Should I sit on a stone and lament
That the day is her last if it still contains,
Scrolled up within it, the years she'll need
To master the art of voicing feelings
Not now expressed. . . ?
This secular sermon denies that "the future / Depends on the flow of time to give it substance...."
Of course, this is what many poems (all poems?) imply, that each day, each moment, any particular little scene, carries "scrolled up within it" its past and future, and is in itself significant.

The November 2007 issue prints several poems that deal also with what's wonderful and lasting in the mundane and ephemeral:

  • Tiny "Leaf Litter on Rock Face" by Heather McHugh plays with words cleverly while digging into a simple image: dead leaves (once-living) scattered on rocky surface (never-living), when, "The wind wells up / to spill a trail / of onces off the nevers." Her meditation brings her to a sense of something shared among the onces, the nevers, and the living being perceiving them. This is one of many secular poems that hint at religious language and ideas. This one is about "spirit."
  • "Adam's Prayer" by Amanda Jernigan develops in Adam's voice from the Biblical curse, "In the sweat of the face shalt thou eat bread." It turns into a contemplation of work, art, and the seed contained in the fruit of the tree -- another image of the future scrolled into the present.
  • "Just Now" by Peter Campion opens up from a tiny and wonderfully made ladybug that lands on the speaker's watchband while he's feeling anxiety for himself reading news about terrorist violence on the other side of the globe. The juxtaposition helps him to put death and pain in cosmic perspective, and it develops into a prayer for life, even for this "insectile soul" so recently formed from elements to which it will soon return.

  • "Cat, Failing" comes close to being something you'd put in a condolence card for someone mourning the loss of an old sickly pet, but it reaches beyond "awww" to "ah!" when it touches on something essentially human in the experience of approaching death.

  • The idea of a secular psalm first hit me when I read "Easy as Falling Down Stairs" by Dean Young. Like McHugh's, it starts with a short meditation on how even inanimate objects are in motion, and it becomes a long list of things that are "like the human heart," each item suggesting the next by sound or pun. The reader's imagination is forced to zigzag from one end of the world to another, and, by interrupting his poem with the instructions " (see above) (now get back here)" he even sets the reader's eyes to zigzagging across the page. Like a psalm, it encompasses the vastness of creation before it seems to focus into a kind of love poem.

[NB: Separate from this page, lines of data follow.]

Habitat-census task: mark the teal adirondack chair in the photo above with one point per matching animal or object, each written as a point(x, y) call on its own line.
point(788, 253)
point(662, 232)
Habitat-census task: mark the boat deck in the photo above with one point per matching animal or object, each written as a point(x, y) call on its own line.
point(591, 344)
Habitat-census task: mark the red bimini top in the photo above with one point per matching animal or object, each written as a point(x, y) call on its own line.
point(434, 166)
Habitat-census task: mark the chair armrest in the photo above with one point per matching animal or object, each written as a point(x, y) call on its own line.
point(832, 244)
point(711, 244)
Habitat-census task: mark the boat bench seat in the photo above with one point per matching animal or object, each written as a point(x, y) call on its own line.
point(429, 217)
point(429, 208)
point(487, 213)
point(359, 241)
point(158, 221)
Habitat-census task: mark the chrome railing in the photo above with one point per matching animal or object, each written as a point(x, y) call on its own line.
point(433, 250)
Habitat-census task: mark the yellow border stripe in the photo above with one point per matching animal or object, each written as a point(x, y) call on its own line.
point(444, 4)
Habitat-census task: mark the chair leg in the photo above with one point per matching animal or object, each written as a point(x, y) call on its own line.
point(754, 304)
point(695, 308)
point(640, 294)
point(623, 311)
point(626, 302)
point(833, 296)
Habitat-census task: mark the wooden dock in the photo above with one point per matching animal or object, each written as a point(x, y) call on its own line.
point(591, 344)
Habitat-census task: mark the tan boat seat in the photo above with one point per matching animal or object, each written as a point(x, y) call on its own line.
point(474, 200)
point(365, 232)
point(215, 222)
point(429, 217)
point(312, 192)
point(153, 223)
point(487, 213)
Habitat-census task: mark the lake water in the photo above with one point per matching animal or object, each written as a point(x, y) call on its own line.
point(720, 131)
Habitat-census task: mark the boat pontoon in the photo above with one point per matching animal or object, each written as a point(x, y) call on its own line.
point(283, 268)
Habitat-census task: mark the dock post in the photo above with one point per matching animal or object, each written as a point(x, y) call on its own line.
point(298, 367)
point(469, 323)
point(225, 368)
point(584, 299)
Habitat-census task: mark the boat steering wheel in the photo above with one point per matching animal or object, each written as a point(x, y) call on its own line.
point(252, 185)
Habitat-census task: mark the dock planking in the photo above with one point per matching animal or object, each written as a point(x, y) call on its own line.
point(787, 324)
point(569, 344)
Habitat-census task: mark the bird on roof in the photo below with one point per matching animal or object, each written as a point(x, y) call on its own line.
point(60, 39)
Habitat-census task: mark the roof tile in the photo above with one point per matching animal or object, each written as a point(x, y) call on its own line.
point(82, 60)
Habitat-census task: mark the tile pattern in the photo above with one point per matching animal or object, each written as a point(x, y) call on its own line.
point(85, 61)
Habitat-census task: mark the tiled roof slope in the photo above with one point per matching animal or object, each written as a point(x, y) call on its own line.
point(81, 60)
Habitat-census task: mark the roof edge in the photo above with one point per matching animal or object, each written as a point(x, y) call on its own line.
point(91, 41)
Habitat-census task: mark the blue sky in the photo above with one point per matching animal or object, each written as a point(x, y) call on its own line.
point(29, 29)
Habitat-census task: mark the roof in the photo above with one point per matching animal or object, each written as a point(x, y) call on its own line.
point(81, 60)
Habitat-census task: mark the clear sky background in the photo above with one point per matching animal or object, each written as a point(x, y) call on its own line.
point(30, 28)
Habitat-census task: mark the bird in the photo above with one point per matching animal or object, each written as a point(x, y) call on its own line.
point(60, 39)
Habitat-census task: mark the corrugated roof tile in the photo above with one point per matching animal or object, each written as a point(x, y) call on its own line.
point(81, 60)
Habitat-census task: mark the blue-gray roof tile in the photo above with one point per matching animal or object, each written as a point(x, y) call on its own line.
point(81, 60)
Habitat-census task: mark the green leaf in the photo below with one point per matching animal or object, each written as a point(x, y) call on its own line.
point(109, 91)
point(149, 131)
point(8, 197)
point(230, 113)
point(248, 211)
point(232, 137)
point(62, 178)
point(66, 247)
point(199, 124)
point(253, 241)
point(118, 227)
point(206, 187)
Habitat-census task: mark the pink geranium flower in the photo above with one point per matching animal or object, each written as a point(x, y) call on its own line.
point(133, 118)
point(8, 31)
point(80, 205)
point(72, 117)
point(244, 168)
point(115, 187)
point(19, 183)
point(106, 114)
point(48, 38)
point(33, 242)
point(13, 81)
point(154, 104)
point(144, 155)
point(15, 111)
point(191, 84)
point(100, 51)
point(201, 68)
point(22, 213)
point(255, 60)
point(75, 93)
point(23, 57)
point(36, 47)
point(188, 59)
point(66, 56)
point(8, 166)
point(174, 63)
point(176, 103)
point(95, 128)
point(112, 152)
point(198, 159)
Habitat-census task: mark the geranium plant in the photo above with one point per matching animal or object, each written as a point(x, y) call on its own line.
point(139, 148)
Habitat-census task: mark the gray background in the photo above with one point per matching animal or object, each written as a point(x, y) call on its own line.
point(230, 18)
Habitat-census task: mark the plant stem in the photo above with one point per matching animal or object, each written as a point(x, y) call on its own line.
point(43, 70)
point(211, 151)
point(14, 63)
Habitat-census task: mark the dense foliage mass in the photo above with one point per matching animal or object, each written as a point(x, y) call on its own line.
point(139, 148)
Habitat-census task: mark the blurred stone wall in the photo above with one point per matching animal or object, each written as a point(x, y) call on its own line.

  • Young's "Undertow" is even more fun. It begins in the third person point of view with a thesis, "People looking at the sea, / makes them feel less terrible about themselves" because the sea behaves "abominably." Then we get thumnails of different people responding to the sea: a vice president, an analyst, an adolescent boy, and even a dog: "Nothing can stay long, cogitates the dog, / So maybe a life of fetch is not a wasted life." But then the poem gets into the point of view of the sea itself, thinking how it has been "kissing all those strangers / forgiving them no matter what." It's a secular image for God, suffused in its depths with "a million fishes seemingly made of light." There's an "undertow" in the poem, too: lots of word choices suggesting violence and illness, references to pollution in the depths, and, finally, how those lovely fishes are eating each other. It calls to mind, not the Christian God, but something more like the Hindu pantheon, with creator and destroyer being equally God.

I wish to remember these poems for the pleasures they celebrate, and the pleasures they give. I'm afraid that nothing much struck me in the issues of POETRY between November and now, but maybe I was too immersed in school work to appreciate what was there.